Adams’ story is in some ways a simpler affair, and again, fans of Resurrection of the Daleks (surely the Emos of the Who world – almost everyone dies) will be in familiar territory here. But for the less intense fans of the Resurrection bleakness, there’s plenty to ponder in this story. Pity Peter Davison for a moment – born with the face he has, he’s been almost destined to play a succession of ‘nice’ people, or lads at the worst. But here Davison gets to cut a little loose from his nice-character straightjacket and play a ruthless spitting psychopath. Or the Doctor, as he calls himself.
There’s perhaps not an awful lot of underlying sense to Adams’ principal premise – on a Dalek-colonised world, the Pepperpots of Doom are using humanoid chemists and virologists to brew up a batch of something nasty to sterilise the planet of its indigenous life and make it a truly Dalek homeworld…rather robbing themselves of some extermination-fun and allowing elements of risk into their life that aren’t strictly necessary. It makes even less sense when we consider that that humanoid resistance to Dalek occupation is more than a little pathetic.
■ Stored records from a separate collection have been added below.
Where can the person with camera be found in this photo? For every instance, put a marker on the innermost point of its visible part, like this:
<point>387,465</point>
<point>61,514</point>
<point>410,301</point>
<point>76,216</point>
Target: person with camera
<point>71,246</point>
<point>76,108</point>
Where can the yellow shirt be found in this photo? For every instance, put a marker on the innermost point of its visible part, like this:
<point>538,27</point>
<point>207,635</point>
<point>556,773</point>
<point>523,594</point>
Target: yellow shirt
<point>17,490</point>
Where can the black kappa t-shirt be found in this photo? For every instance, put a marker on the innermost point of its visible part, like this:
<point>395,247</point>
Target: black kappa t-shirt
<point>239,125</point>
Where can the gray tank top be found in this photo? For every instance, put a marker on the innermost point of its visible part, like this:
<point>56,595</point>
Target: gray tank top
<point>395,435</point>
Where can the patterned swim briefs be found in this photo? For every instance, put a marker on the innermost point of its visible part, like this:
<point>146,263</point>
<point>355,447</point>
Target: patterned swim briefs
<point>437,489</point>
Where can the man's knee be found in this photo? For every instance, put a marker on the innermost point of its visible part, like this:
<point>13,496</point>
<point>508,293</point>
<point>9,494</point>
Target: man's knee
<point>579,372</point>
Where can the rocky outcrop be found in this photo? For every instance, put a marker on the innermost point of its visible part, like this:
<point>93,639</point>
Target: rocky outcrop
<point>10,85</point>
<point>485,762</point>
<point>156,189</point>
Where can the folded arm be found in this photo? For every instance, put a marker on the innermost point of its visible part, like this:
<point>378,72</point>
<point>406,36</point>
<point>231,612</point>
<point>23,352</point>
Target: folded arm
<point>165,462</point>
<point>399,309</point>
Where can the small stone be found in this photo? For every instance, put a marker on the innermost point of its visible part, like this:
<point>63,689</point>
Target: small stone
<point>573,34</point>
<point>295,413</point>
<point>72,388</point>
But Adams is intuitively intelligent in his construction of the story, dropping us into it after quite some period of time has elapsed since the end of Alien Heart, so it delivers maximum suspense from its premise, working as both an effective ‘alternative reality’ storyline and a mystery in terms of what is actually happening to Nyssa and the Doctor. Again bringing in just a touch of recent Twelfth Doctor magic, there’s a solid play on repeated, iterative action too, our ‘heroes’ doing the same thing time and time again, advancing just a little with each repetition.
Alien Heart/Dalek Soul marks the beginning in a shift at Big Finish – for many years now, one of their annual releases has been broken down into a three-parter and a single-episode story, sometimes with impressive success, sometimes notably less so. With Alien Heart/Dalek Soul and the stories which follow it, the company rebalances that sense of storytelling, giving us two connected two-part stories, each of which has a very different thrust and tone. As an example of what can be achieved in just two episodes – as if much of the Fourth Doctor range hadn’t already proved this point – it’s an impressive banner-wave, each story created a textured world and its own tone, against which familiar characters can be explored in new ways. Each story works within its own remit, and when you listen to both together, you end up with something richer than either of the halves on its own.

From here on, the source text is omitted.